Per l’Italia dei tempi, i tre coetanei non erano ancora maggiorenni: «Ma avevamo preso la patente», ricorda Biagio. Eppure, l’idea di andare in macchina non era da prendere in considerazione, e non perché mancassero i mezzi: «La mia famiglia poteva contare su una 500 Giardinetta con sportelli di legno», racconta, ma il problema non sarebbe stato nemmeno quello di affidare a un neopatentato l’unico mezzo di trasporto del nucleo familiare.

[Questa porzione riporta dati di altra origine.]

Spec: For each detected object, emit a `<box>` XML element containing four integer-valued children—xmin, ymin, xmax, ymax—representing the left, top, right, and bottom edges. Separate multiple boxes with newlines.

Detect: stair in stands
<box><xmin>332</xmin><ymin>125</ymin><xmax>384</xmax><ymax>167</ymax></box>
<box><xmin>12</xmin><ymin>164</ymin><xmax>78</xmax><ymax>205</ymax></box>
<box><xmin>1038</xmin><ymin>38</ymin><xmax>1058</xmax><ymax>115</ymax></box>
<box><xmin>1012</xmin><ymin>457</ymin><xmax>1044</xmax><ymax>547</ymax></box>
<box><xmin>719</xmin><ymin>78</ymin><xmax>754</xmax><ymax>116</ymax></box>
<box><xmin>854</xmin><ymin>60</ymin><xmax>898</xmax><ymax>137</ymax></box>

Piuttosto, occorreva considerare che «la Sicilia degli anni Sessanta contava su una viabilità per niente sicura: il piano autostradale sarebbe partito più di dieci anni dopo e le statali dell’epoca rappresentavano l’unica via percorribile». Una via perigliosa, dunque, che nel 1960 era anche il percorso obbligato dei bus. «Prendere un pullman, allora, significava fare i conti con tempi troppo lunghi, senza contare le fermate. Da questo punto di vista, il treno cosiddetto rapido era la soluzione migliore».

Accanto al rapido, che si fermava solo nelle stazioni principali, – quindi «Enna e Caltanissetta lungo la tratta interna», secondo i ricordi di Biagio – le ferrovie siciliane mettevano a disposizione dei passeggeri un treno detto accelerato: «Di accelerato non aveva proprio nulla, considerato che faceva fermate a tutte le stazioni. Non saprei dire quanto tempo impiegasse per arrivare a Palermo, ma quello era il treno dei pendolari, anche perché risultava più economico».

Più economico e più frequentato, e quindi con più orari a disposizione durante la giornata. Con il rapido, al contrario, le corse erano «una o due al giorno», si trattava dell’ «equivalente dei Frecciarossa di oggi», spiega il catanese. I tre giovani vi trovarono, perciò, «solo gente poteva permettersi un biglietto più costoso: in massima parte professionisti degli uffici regionali di allora».